(A) Any person who has been convicted of, or sentenced for, a crime and who claims:
(1) That the conviction or the sentence was in violation of the Constitution of the United States or the Constitution or laws of this State;
(2) That the court was without jurisdiction to impose sentence;
(3) That the sentence exceeds the maximum authorized by law;
(4) That there exists evidence of material facts, not previously presented and heard, that requires vacation of the conviction or sentence in the interest of justice;
(5) That his sentence has expired, his probation, parole or conditional release unlawfully revoked, or he is otherwise unlawfully held in custody or other restraint; or
(6) That the conviction or sentence is otherwise subject to collateral attack upon any ground of alleged error heretofore available under any common law, statutory or other writ, motion, petition, proceeding or remedy; may institute, without paying a filing fee, a proceeding under this chapter to secure relief. Provided, however, that this section shall not be construed to permit collateral attack on the ground that the evidence was insufficient to support a conviction.

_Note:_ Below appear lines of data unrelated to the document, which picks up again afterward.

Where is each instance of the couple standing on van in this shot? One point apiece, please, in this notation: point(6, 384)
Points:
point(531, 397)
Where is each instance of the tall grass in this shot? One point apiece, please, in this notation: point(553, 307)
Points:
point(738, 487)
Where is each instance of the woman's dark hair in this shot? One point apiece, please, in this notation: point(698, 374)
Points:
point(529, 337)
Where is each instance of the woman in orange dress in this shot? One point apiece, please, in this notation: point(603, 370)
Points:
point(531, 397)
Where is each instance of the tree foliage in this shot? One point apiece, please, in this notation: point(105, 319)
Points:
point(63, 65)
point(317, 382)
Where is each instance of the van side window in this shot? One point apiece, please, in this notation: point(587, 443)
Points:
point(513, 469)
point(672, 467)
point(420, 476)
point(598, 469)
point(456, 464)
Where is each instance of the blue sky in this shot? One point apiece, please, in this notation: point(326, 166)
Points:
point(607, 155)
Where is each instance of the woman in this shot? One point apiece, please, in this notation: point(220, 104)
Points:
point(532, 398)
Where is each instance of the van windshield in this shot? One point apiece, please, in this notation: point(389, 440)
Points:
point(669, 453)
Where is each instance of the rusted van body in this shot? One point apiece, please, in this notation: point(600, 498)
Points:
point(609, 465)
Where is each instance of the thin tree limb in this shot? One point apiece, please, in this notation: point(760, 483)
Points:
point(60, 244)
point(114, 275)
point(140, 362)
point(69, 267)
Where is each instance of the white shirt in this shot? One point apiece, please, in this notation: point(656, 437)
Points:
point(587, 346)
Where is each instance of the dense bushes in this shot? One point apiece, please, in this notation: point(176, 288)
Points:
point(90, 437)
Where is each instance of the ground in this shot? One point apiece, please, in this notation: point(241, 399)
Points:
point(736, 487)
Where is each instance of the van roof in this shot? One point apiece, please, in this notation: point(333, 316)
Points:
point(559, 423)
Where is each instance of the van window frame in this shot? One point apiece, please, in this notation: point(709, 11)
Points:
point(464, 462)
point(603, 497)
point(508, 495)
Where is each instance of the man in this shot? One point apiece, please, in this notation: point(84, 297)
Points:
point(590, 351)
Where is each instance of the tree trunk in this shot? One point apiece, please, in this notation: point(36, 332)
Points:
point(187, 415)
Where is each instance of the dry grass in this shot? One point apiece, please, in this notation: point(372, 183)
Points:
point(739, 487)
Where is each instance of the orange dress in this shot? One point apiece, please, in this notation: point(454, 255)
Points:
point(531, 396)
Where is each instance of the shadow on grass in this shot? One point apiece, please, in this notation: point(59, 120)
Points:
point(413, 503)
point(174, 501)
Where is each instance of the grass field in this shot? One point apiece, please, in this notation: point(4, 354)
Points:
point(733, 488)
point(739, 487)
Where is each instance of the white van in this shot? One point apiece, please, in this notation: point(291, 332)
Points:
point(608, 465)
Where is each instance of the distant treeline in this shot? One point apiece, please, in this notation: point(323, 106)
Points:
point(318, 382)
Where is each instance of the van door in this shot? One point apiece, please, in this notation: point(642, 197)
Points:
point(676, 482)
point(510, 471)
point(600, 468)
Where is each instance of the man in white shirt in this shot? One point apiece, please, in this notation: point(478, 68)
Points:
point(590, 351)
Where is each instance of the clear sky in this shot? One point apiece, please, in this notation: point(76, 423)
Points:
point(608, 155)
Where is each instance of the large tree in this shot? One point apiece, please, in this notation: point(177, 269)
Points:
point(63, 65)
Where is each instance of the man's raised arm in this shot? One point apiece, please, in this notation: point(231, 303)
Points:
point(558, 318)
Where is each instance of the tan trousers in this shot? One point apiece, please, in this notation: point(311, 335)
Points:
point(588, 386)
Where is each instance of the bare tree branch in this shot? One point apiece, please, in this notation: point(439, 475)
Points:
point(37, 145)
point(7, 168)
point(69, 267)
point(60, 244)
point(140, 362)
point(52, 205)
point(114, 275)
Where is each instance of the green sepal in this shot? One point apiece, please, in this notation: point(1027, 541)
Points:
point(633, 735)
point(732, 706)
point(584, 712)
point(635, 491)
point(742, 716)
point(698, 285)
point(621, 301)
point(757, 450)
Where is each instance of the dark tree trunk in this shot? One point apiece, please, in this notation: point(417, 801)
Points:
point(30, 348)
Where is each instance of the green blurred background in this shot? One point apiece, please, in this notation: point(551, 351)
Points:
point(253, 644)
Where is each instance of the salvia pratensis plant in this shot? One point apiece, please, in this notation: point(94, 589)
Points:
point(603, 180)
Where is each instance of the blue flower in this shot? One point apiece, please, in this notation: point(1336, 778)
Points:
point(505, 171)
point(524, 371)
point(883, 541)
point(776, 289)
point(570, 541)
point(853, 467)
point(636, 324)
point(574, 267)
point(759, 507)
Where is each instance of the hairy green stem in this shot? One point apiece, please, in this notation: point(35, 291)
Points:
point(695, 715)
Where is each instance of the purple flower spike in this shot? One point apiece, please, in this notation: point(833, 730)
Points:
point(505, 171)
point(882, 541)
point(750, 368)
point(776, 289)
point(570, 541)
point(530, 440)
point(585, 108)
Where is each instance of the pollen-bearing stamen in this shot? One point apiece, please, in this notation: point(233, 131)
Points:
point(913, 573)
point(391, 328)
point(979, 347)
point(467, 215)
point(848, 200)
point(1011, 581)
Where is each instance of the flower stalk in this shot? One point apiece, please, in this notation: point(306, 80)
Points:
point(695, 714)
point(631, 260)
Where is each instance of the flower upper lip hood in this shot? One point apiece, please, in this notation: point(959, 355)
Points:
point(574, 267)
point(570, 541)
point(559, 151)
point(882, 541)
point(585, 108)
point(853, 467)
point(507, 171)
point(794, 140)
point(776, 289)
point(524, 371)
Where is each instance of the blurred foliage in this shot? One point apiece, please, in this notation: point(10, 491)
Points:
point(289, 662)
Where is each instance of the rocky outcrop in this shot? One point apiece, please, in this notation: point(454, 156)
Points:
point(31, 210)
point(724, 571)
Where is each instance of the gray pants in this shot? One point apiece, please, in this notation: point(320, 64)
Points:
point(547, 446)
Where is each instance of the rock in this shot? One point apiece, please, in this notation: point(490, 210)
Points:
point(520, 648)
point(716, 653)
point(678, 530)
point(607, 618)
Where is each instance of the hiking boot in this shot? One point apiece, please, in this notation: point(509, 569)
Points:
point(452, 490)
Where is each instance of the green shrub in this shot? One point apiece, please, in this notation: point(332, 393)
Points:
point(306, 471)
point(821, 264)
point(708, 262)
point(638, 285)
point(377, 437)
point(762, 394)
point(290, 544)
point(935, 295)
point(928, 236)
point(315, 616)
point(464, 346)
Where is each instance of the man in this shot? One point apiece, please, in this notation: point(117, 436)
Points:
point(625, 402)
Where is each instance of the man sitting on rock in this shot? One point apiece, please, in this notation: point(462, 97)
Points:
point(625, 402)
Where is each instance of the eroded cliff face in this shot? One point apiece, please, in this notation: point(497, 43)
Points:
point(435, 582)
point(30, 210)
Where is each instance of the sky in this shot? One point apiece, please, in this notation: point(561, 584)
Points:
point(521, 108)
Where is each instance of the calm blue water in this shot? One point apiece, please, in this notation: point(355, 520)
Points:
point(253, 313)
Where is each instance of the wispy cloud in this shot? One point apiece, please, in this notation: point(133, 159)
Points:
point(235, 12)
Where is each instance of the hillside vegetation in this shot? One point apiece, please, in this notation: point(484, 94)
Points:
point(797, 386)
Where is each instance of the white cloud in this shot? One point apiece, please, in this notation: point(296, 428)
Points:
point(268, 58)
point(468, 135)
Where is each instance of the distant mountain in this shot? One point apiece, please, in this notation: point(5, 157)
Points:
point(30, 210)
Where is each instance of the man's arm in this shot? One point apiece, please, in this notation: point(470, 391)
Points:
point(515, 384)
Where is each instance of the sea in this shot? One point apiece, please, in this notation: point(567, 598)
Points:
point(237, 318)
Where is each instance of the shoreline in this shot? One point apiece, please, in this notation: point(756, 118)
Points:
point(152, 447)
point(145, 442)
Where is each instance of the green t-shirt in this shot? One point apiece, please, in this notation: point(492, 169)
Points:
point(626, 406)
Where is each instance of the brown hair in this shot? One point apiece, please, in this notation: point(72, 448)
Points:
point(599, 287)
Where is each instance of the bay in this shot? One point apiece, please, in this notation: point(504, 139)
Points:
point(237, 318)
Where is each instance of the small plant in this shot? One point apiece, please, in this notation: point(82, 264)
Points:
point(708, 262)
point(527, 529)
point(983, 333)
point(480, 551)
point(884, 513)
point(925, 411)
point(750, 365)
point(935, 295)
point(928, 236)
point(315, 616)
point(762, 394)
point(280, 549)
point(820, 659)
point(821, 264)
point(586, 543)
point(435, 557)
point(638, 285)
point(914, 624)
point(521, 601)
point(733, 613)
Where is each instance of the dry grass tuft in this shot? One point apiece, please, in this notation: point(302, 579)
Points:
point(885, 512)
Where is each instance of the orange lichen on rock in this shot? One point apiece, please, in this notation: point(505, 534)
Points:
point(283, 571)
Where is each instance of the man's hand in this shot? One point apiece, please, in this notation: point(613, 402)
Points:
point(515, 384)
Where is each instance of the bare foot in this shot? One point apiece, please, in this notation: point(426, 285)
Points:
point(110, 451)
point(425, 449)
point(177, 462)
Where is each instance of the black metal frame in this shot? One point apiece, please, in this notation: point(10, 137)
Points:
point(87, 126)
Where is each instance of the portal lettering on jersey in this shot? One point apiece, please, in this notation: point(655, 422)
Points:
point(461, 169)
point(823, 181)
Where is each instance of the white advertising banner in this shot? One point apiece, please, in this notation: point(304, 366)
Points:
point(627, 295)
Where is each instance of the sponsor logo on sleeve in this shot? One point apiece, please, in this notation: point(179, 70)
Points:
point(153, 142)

(B) This remedy is not a substitute for nor does it affect any remedy incident to the proceedings in the trial court, or of direct review of the sentence or conviction. Except as otherwise provided in this chapter, it comprehends and takes the place of all other common law, statutory or other remedies heretofore available for challenging the validity of the conviction or sentence. It shall be used exclusively in place of them.
HISTORY: 1962 Code Section 17-601; 1969 (56) 158.
Code Commissioner's Note
A scrivener's error in (A) was made in 1970, when the 1969 Uniform Post-Conviction Relief Procedure Act was first published as part of the Code. A line break was inadvertently omitted preceding "may institute...a proceeding" and thus that text was combined with the rest of (A)(6). See Brown v. State, 423 S.C. 56, 814 S.E.2d 146 (2018).